A boxeadora argelina Imane Khelif, vencedora do ouro na categoria feminina de boxe nos Jogos Olímpicos de Paris 2024, foi diagnosticada com uma condição genética que a coloca no centro de um debate global sobre critérios de gênero nas competições esportivas. Segundo relatório médico divulgado pelo site Reduxx, exames revelaram que Khelif possui cromossomos XY, testículos internos e um micropênis. A condição genética conhecida como deficiência de 5-alfa redutase, que afeta o desenvolvimento sexual, levou os médicos a recomendarem terapia hormonal e uma possível cirurgia de adequação.
O relatório foi assinado por endocrinologistas dos hospitais Kremlin-Bicêtre, em Paris, e Mohamed Lamine Debaghine, na Argélia, e destaca o impacto neuropsiquiátrico significativo da situação de Khelif, recomendando apoio psicológico. Diagnósticos como o de Khelif geralmente envolvem designação feminina ao nascimento, mas a masculinização se acentua na puberdade. Em março, Khelif já havia sido desqualificada pela Associação Internacional de Boxe devido a questões genéticas, o que suscitou avaliações médicas que agora confirmam as particularidades de seu caso.
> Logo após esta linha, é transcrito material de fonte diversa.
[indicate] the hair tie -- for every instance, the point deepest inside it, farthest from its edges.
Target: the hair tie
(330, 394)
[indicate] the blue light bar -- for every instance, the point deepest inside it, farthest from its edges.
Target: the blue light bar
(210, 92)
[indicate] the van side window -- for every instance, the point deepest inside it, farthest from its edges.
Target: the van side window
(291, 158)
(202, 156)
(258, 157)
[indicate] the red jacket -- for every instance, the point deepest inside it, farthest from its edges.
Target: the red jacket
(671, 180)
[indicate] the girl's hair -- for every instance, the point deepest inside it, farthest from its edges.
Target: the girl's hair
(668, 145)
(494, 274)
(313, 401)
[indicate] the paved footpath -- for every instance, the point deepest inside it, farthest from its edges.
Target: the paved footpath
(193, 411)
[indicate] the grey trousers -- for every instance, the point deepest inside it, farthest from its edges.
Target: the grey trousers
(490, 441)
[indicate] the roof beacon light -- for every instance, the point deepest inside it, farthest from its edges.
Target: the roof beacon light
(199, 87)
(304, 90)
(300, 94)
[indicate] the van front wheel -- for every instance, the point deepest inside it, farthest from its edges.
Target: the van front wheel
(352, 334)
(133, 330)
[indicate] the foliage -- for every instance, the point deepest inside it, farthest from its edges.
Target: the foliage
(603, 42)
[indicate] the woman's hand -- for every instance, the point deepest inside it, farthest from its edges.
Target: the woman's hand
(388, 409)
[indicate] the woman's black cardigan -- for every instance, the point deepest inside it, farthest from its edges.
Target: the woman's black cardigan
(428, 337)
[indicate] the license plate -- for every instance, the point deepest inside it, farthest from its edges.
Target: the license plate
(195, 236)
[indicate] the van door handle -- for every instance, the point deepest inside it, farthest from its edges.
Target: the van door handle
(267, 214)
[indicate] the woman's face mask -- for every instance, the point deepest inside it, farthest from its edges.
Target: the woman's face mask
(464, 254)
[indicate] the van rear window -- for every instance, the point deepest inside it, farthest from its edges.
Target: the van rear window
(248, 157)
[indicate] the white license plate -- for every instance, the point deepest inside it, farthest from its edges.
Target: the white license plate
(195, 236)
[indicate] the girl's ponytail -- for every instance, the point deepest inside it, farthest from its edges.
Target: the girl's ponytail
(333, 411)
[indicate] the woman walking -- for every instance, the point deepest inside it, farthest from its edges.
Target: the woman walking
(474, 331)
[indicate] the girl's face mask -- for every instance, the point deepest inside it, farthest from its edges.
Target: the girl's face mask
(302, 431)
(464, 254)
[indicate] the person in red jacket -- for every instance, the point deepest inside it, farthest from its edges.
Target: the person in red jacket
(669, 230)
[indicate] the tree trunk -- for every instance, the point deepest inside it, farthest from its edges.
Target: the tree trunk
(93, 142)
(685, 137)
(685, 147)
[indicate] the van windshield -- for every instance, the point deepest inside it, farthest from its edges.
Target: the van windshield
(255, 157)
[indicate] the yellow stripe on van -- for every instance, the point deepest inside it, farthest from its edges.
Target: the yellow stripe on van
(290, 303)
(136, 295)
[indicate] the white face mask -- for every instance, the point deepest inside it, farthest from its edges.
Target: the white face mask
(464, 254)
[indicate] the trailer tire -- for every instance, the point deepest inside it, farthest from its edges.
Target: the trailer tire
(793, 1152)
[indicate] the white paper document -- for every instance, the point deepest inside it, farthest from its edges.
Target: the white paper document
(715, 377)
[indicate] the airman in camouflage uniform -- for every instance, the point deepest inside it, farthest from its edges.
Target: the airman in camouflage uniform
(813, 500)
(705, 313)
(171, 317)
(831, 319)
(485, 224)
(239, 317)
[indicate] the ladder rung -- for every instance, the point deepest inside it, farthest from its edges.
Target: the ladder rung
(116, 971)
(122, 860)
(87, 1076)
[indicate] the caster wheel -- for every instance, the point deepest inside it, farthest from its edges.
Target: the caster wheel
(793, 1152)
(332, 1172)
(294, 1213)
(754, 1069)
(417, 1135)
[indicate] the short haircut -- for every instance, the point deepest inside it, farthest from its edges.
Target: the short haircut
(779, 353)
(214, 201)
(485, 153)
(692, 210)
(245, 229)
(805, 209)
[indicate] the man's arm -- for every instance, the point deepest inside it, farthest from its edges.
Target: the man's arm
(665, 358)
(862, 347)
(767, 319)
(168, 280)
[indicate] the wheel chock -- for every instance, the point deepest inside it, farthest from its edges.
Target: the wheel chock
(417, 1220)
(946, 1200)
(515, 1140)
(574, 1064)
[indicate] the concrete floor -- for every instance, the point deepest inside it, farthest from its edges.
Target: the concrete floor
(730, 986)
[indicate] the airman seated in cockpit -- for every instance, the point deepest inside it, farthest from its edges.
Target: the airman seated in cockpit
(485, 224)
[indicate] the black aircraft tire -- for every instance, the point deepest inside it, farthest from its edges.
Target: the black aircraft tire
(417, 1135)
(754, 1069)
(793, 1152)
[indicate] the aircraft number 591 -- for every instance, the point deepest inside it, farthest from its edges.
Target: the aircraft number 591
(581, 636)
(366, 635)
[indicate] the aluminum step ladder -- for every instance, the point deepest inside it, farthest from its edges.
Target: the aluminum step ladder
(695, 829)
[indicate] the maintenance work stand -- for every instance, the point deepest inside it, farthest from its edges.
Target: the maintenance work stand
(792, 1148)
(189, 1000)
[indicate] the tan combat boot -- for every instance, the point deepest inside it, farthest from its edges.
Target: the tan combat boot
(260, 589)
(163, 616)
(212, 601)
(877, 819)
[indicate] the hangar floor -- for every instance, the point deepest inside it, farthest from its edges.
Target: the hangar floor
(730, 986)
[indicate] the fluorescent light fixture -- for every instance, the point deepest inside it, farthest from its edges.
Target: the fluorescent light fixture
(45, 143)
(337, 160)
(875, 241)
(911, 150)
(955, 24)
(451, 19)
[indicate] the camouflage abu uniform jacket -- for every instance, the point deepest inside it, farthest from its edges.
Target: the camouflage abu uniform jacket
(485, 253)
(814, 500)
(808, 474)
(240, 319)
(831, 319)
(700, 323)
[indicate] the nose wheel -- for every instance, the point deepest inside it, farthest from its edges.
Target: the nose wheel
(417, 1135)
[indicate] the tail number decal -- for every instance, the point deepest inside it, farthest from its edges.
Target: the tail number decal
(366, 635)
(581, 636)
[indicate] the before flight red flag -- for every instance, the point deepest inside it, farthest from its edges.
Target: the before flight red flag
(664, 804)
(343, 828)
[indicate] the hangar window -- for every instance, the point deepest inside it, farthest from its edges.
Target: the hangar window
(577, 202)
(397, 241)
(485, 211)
A revelação reabre o debate sobre a justiça em competições femininas quando há diferenças genéticas significativas. Críticos argumentam que criar uma categoria específica para atletas trans ou com condições genéticas que afetam o desenvolvimento sexual pode ser uma solução para respeitar tanto a inclusão quanto a justiça esportiva. Outros, como o técnico de Khelif, Georges Cazorla, defendem sua participação nas categorias femininas, questionando se a exclusão é realmente justa ou discriminatória.